Right before the beginning of the transplantation procedure a small aliquot of the cell products were transferred to a haematological cell counter (Abacus Junior, Diatron, Austria), CD34+ cell counts were established by immunophenotyping, and to assess the global MNC viability trypan blue dye exclusion was used (European Pharmacopoeia 7.0; 01/2008:20729). A retrospective survey of our regular autologous transplant cases and their follow up was analysed in the so called poor viability cases, as opposed to the so called better viability cohort. Our arbitrary poor viability cut off point was less than 81% global MNC viability. To characterize the transplantation outcome the following parameters were used: duration of aplasia, length of neutrophil and platelet engraftment, post transplantation overall survival data. We could not rely upon standard progression free survival asssessment and median survival analysis, due to the broad range of the timing of the interventions (including quite recent cases, too) and also due to changes in therapy along with the new innovative agents used predominantly more recently.

We performed 358 autologous transplants between 2006 and June 2013. Considering our viability cut-off point we divided our patients into good viability graft group (n=306) and into poor viability graft group (n=52). The poor viability grafts contained significantly lower stem cells, but we did not identify how this viability data affected the rather mixed other cell lines of the MNC complex.

There were no significant differences observed regarding the duration of aplasia, neutrophil and platelet engraftment times between two groups (Table 2).

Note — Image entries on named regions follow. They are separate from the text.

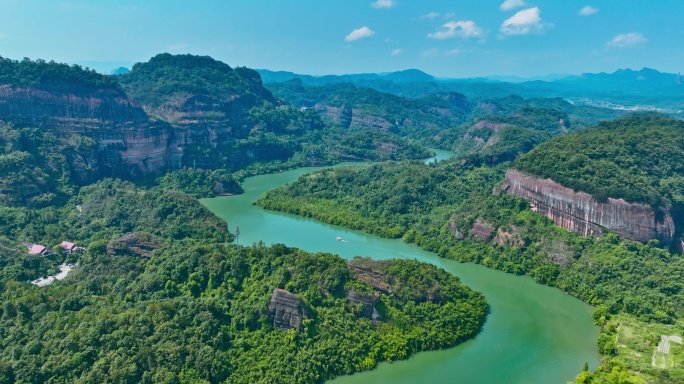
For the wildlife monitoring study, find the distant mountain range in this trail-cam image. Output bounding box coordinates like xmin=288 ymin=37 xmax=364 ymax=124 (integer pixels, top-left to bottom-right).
xmin=257 ymin=69 xmax=436 ymax=85
xmin=257 ymin=68 xmax=684 ymax=114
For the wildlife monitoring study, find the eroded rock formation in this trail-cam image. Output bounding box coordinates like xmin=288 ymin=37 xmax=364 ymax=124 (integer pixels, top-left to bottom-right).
xmin=506 ymin=169 xmax=676 ymax=246
xmin=347 ymin=259 xmax=392 ymax=294
xmin=107 ymin=232 xmax=164 ymax=257
xmin=268 ymin=288 xmax=306 ymax=331
xmin=347 ymin=289 xmax=380 ymax=319
xmin=0 ymin=85 xmax=171 ymax=178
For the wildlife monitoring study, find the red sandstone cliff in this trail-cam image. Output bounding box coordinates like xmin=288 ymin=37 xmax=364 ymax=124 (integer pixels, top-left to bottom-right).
xmin=506 ymin=169 xmax=676 ymax=246
xmin=0 ymin=85 xmax=170 ymax=176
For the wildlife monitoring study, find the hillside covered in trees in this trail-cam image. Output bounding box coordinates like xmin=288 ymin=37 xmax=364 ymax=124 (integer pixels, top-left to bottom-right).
xmin=0 ymin=180 xmax=487 ymax=383
xmin=257 ymin=116 xmax=684 ymax=383
xmin=514 ymin=115 xmax=684 ymax=207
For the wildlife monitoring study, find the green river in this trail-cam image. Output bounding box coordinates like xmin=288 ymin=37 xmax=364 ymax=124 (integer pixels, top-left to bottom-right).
xmin=202 ymin=151 xmax=599 ymax=384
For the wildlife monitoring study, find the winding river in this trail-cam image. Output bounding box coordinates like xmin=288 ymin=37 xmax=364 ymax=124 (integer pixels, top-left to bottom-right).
xmin=202 ymin=151 xmax=599 ymax=384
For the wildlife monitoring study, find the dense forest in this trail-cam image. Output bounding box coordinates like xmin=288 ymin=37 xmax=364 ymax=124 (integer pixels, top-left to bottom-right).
xmin=116 ymin=53 xmax=273 ymax=107
xmin=0 ymin=54 xmax=684 ymax=384
xmin=257 ymin=116 xmax=684 ymax=383
xmin=0 ymin=180 xmax=487 ymax=383
xmin=0 ymin=56 xmax=120 ymax=89
xmin=515 ymin=114 xmax=684 ymax=207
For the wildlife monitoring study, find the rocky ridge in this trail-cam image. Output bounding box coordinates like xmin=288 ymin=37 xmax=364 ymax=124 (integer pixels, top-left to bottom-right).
xmin=506 ymin=169 xmax=676 ymax=246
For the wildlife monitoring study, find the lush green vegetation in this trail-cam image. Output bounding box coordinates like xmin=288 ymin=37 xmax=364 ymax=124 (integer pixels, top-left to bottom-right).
xmin=155 ymin=168 xmax=243 ymax=199
xmin=257 ymin=116 xmax=684 ymax=383
xmin=0 ymin=56 xmax=120 ymax=89
xmin=515 ymin=114 xmax=684 ymax=207
xmin=0 ymin=124 xmax=97 ymax=208
xmin=0 ymin=180 xmax=487 ymax=383
xmin=117 ymin=53 xmax=273 ymax=107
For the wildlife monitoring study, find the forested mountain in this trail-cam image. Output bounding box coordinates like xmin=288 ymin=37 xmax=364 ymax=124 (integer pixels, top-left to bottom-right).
xmin=0 ymin=180 xmax=487 ymax=383
xmin=257 ymin=115 xmax=684 ymax=383
xmin=0 ymin=54 xmax=684 ymax=383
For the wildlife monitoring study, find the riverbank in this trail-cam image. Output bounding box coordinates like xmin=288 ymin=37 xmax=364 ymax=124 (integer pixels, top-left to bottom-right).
xmin=201 ymin=164 xmax=599 ymax=384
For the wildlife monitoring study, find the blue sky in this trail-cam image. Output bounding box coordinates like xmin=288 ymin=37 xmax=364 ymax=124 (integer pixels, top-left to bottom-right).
xmin=0 ymin=0 xmax=684 ymax=78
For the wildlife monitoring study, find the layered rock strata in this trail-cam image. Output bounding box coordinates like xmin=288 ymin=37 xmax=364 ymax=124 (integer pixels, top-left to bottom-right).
xmin=107 ymin=232 xmax=164 ymax=257
xmin=506 ymin=169 xmax=676 ymax=246
xmin=0 ymin=85 xmax=175 ymax=178
xmin=268 ymin=288 xmax=305 ymax=331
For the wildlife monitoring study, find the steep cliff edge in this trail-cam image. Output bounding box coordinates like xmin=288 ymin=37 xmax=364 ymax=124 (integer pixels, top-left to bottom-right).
xmin=0 ymin=58 xmax=170 ymax=178
xmin=119 ymin=53 xmax=275 ymax=159
xmin=506 ymin=114 xmax=684 ymax=249
xmin=506 ymin=169 xmax=677 ymax=246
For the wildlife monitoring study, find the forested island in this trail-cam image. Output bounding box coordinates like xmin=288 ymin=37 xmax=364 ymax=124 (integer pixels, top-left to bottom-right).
xmin=0 ymin=54 xmax=684 ymax=383
xmin=0 ymin=54 xmax=488 ymax=383
xmin=257 ymin=115 xmax=684 ymax=383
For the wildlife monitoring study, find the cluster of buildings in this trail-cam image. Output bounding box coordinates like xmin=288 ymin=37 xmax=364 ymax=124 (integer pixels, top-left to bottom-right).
xmin=23 ymin=241 xmax=83 ymax=256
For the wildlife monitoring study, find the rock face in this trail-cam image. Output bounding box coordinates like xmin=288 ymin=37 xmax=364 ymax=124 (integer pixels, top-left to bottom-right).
xmin=468 ymin=218 xmax=494 ymax=242
xmin=0 ymin=85 xmax=172 ymax=178
xmin=268 ymin=288 xmax=305 ymax=331
xmin=347 ymin=260 xmax=392 ymax=294
xmin=506 ymin=169 xmax=676 ymax=246
xmin=107 ymin=232 xmax=164 ymax=257
xmin=347 ymin=289 xmax=380 ymax=319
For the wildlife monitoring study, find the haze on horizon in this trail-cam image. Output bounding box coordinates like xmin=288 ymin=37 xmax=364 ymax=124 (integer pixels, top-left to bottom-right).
xmin=0 ymin=0 xmax=684 ymax=78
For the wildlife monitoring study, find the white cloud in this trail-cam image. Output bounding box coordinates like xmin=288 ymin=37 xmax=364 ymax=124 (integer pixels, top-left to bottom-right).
xmin=420 ymin=12 xmax=440 ymax=20
xmin=166 ymin=43 xmax=189 ymax=52
xmin=428 ymin=20 xmax=484 ymax=40
xmin=499 ymin=0 xmax=525 ymax=11
xmin=420 ymin=48 xmax=439 ymax=57
xmin=371 ymin=0 xmax=397 ymax=8
xmin=344 ymin=25 xmax=375 ymax=41
xmin=606 ymin=32 xmax=648 ymax=48
xmin=577 ymin=5 xmax=598 ymax=16
xmin=500 ymin=7 xmax=553 ymax=36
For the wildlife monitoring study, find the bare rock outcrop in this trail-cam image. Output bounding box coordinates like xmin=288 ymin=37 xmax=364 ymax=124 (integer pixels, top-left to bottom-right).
xmin=506 ymin=169 xmax=676 ymax=246
xmin=107 ymin=232 xmax=164 ymax=257
xmin=268 ymin=288 xmax=306 ymax=331
xmin=347 ymin=259 xmax=392 ymax=294
xmin=468 ymin=218 xmax=494 ymax=242
xmin=347 ymin=289 xmax=380 ymax=319
xmin=0 ymin=85 xmax=172 ymax=177
xmin=493 ymin=226 xmax=525 ymax=248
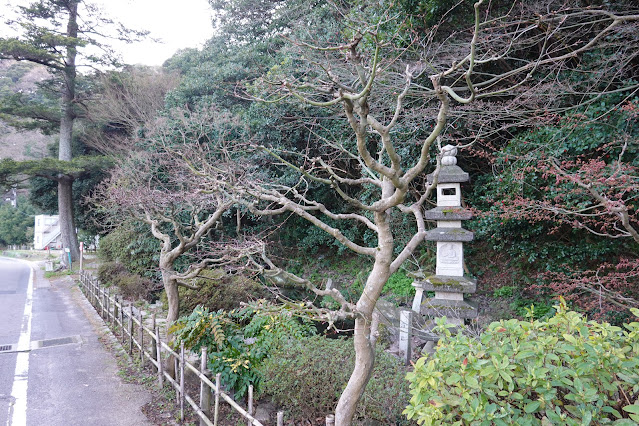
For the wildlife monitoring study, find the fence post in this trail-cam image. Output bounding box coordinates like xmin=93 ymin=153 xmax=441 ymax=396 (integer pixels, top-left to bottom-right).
xmin=93 ymin=278 xmax=102 ymax=312
xmin=213 ymin=373 xmax=222 ymax=426
xmin=138 ymin=309 xmax=144 ymax=368
xmin=155 ymin=327 xmax=164 ymax=389
xmin=104 ymin=288 xmax=111 ymax=324
xmin=246 ymin=385 xmax=253 ymax=426
xmin=113 ymin=294 xmax=120 ymax=334
xmin=326 ymin=414 xmax=335 ymax=426
xmin=399 ymin=310 xmax=413 ymax=365
xmin=129 ymin=305 xmax=133 ymax=355
xmin=200 ymin=346 xmax=211 ymax=426
xmin=151 ymin=312 xmax=158 ymax=359
xmin=96 ymin=281 xmax=104 ymax=318
xmin=180 ymin=342 xmax=184 ymax=422
xmin=120 ymin=298 xmax=125 ymax=347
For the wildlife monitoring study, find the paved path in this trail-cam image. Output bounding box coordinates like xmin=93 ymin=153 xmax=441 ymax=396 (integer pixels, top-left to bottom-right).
xmin=0 ymin=258 xmax=151 ymax=426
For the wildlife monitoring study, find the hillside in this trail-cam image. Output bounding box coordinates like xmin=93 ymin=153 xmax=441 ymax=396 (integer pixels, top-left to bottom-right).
xmin=0 ymin=60 xmax=54 ymax=160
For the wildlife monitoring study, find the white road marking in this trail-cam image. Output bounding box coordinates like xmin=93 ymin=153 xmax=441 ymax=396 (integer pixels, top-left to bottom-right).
xmin=7 ymin=262 xmax=33 ymax=426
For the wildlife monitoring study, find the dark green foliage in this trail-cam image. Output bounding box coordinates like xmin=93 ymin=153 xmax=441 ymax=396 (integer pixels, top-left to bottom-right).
xmin=467 ymin=95 xmax=639 ymax=320
xmin=171 ymin=304 xmax=314 ymax=397
xmin=406 ymin=304 xmax=639 ymax=426
xmin=172 ymin=269 xmax=269 ymax=315
xmin=98 ymin=262 xmax=156 ymax=300
xmin=382 ymin=269 xmax=415 ymax=304
xmin=0 ymin=197 xmax=36 ymax=246
xmin=98 ymin=222 xmax=159 ymax=280
xmin=260 ymin=336 xmax=408 ymax=425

There was no correlation between low viability CD34+ cell number and survival time if analysed independently of the diagnosis. No more severe neutropenic infections (grade III-IV) were registered in the low viability graft cohort compared to the good viability patients. Interestingly 7 out of 11 patients autotransplanted with autoimmune diseases had low viability cell product and this subgroup mortality was better, i.e. 29% compared the good viability cases (less T cells contributing to autoimmunity?). However, the cumulative mortality of the hematological patients was associated with excess mortality in our low viability group (Table 3).

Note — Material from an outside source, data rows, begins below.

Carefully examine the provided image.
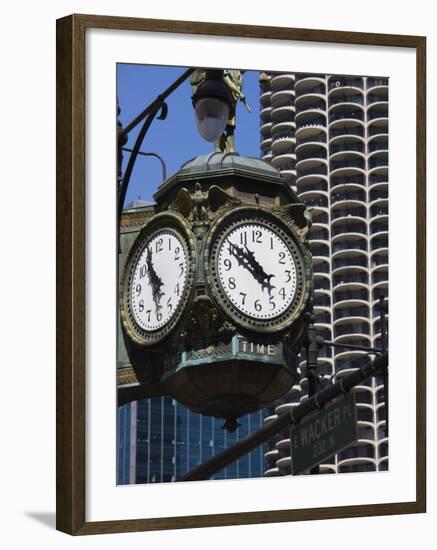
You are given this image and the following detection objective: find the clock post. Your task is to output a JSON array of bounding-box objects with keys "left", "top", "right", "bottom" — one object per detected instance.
[{"left": 118, "top": 152, "right": 312, "bottom": 431}]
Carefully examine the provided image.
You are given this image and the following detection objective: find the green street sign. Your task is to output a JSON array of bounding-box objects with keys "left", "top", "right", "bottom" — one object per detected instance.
[{"left": 290, "top": 394, "right": 358, "bottom": 475}]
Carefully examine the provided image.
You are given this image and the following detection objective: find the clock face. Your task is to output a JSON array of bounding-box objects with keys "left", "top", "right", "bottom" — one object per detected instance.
[
  {"left": 217, "top": 222, "right": 297, "bottom": 320},
  {"left": 129, "top": 229, "right": 188, "bottom": 331}
]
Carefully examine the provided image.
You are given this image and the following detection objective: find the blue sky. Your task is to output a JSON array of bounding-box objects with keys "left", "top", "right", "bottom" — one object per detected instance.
[{"left": 117, "top": 63, "right": 260, "bottom": 204}]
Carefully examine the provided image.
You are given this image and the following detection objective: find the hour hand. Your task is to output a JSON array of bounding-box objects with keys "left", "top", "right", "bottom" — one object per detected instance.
[{"left": 229, "top": 242, "right": 275, "bottom": 295}]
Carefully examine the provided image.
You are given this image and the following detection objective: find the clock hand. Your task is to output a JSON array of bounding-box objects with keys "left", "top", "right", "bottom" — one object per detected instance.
[
  {"left": 146, "top": 248, "right": 164, "bottom": 315},
  {"left": 228, "top": 241, "right": 276, "bottom": 296}
]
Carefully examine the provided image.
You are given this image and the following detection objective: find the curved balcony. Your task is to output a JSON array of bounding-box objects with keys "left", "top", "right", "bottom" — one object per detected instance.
[
  {"left": 333, "top": 280, "right": 369, "bottom": 298},
  {"left": 367, "top": 118, "right": 388, "bottom": 138},
  {"left": 328, "top": 75, "right": 364, "bottom": 94},
  {"left": 331, "top": 217, "right": 367, "bottom": 242},
  {"left": 271, "top": 153, "right": 296, "bottom": 170},
  {"left": 328, "top": 103, "right": 364, "bottom": 124},
  {"left": 330, "top": 153, "right": 366, "bottom": 173},
  {"left": 334, "top": 288, "right": 369, "bottom": 307},
  {"left": 369, "top": 174, "right": 388, "bottom": 188},
  {"left": 259, "top": 105, "right": 273, "bottom": 122},
  {"left": 330, "top": 175, "right": 366, "bottom": 189},
  {"left": 264, "top": 449, "right": 279, "bottom": 467},
  {"left": 332, "top": 252, "right": 368, "bottom": 273},
  {"left": 367, "top": 76, "right": 388, "bottom": 90},
  {"left": 310, "top": 242, "right": 330, "bottom": 258},
  {"left": 369, "top": 185, "right": 388, "bottom": 203},
  {"left": 337, "top": 441, "right": 375, "bottom": 465},
  {"left": 297, "top": 160, "right": 328, "bottom": 178},
  {"left": 370, "top": 216, "right": 388, "bottom": 236},
  {"left": 260, "top": 122, "right": 273, "bottom": 138},
  {"left": 297, "top": 178, "right": 328, "bottom": 198},
  {"left": 294, "top": 108, "right": 326, "bottom": 129},
  {"left": 260, "top": 137, "right": 272, "bottom": 153},
  {"left": 367, "top": 101, "right": 388, "bottom": 121},
  {"left": 332, "top": 234, "right": 367, "bottom": 257},
  {"left": 313, "top": 273, "right": 331, "bottom": 291},
  {"left": 271, "top": 105, "right": 295, "bottom": 124},
  {"left": 334, "top": 304, "right": 369, "bottom": 322},
  {"left": 272, "top": 120, "right": 296, "bottom": 139},
  {"left": 313, "top": 260, "right": 331, "bottom": 275},
  {"left": 296, "top": 122, "right": 326, "bottom": 143},
  {"left": 259, "top": 89, "right": 272, "bottom": 107},
  {"left": 299, "top": 142, "right": 327, "bottom": 162},
  {"left": 295, "top": 92, "right": 326, "bottom": 116},
  {"left": 367, "top": 87, "right": 388, "bottom": 107},
  {"left": 372, "top": 287, "right": 388, "bottom": 306},
  {"left": 334, "top": 352, "right": 369, "bottom": 368},
  {"left": 370, "top": 250, "right": 388, "bottom": 268},
  {"left": 315, "top": 311, "right": 331, "bottom": 328},
  {"left": 261, "top": 150, "right": 273, "bottom": 163},
  {"left": 314, "top": 293, "right": 331, "bottom": 308},
  {"left": 332, "top": 267, "right": 369, "bottom": 288},
  {"left": 367, "top": 151, "right": 388, "bottom": 170},
  {"left": 296, "top": 126, "right": 327, "bottom": 149},
  {"left": 294, "top": 73, "right": 326, "bottom": 96},
  {"left": 376, "top": 403, "right": 386, "bottom": 422},
  {"left": 280, "top": 168, "right": 296, "bottom": 184},
  {"left": 357, "top": 421, "right": 375, "bottom": 442},
  {"left": 305, "top": 193, "right": 328, "bottom": 208},
  {"left": 329, "top": 119, "right": 364, "bottom": 141},
  {"left": 331, "top": 204, "right": 367, "bottom": 221},
  {"left": 270, "top": 73, "right": 295, "bottom": 92},
  {"left": 367, "top": 135, "right": 388, "bottom": 153},
  {"left": 370, "top": 203, "right": 388, "bottom": 218},
  {"left": 329, "top": 87, "right": 364, "bottom": 108},
  {"left": 331, "top": 190, "right": 366, "bottom": 207},
  {"left": 270, "top": 89, "right": 294, "bottom": 107},
  {"left": 295, "top": 81, "right": 326, "bottom": 102},
  {"left": 312, "top": 211, "right": 329, "bottom": 225},
  {"left": 264, "top": 467, "right": 281, "bottom": 477},
  {"left": 329, "top": 140, "right": 365, "bottom": 157},
  {"left": 272, "top": 132, "right": 296, "bottom": 155},
  {"left": 372, "top": 268, "right": 388, "bottom": 285}
]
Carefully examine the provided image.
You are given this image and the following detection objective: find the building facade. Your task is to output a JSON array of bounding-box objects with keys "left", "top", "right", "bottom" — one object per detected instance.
[
  {"left": 117, "top": 396, "right": 267, "bottom": 485},
  {"left": 260, "top": 73, "right": 389, "bottom": 476}
]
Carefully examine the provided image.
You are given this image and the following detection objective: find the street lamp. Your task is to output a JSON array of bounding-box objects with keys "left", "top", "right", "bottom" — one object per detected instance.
[
  {"left": 192, "top": 69, "right": 232, "bottom": 142},
  {"left": 117, "top": 69, "right": 232, "bottom": 251}
]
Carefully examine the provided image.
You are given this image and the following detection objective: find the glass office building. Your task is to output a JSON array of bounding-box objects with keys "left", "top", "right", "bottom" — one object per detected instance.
[{"left": 117, "top": 397, "right": 266, "bottom": 485}]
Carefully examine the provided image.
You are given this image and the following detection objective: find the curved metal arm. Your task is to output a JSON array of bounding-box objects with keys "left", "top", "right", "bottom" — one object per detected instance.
[
  {"left": 123, "top": 147, "right": 167, "bottom": 181},
  {"left": 117, "top": 69, "right": 195, "bottom": 252}
]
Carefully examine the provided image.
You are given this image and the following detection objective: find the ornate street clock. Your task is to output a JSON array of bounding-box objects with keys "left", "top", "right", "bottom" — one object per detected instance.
[
  {"left": 118, "top": 153, "right": 312, "bottom": 430},
  {"left": 120, "top": 213, "right": 196, "bottom": 346},
  {"left": 207, "top": 207, "right": 305, "bottom": 333}
]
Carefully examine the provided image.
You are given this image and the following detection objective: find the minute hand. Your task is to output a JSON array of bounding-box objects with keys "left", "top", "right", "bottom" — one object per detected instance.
[{"left": 229, "top": 243, "right": 276, "bottom": 296}]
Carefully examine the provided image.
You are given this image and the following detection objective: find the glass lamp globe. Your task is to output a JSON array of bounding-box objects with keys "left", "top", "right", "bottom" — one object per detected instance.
[{"left": 195, "top": 97, "right": 229, "bottom": 142}]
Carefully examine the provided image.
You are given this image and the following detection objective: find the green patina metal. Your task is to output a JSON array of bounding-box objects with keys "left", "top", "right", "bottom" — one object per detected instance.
[{"left": 118, "top": 153, "right": 312, "bottom": 419}]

Poor viability, defined arbitrarily as 80% or less graft MNC trypan blue stain assay resulted in worse outcome in our retrospective analysis of autografted multiple myeloma, Hodgkin and non-Hodgkin lymphoma cases. The corrected CD34+ count seemed to be less important, as the length of aplasia, engraftment period, severe neutropenic infections, etc. seems to be identical with the good viability cohort results. Our results are suggesting that the diminished viability of non CD34+ components of the graft MNC (most likely T cells) might influence the long-term outcome of autologous transplant patients. This hypothesis needs further support, i.e. well planned, prospective, comprehensive analysis, focusing on the autografted T lymphocytes.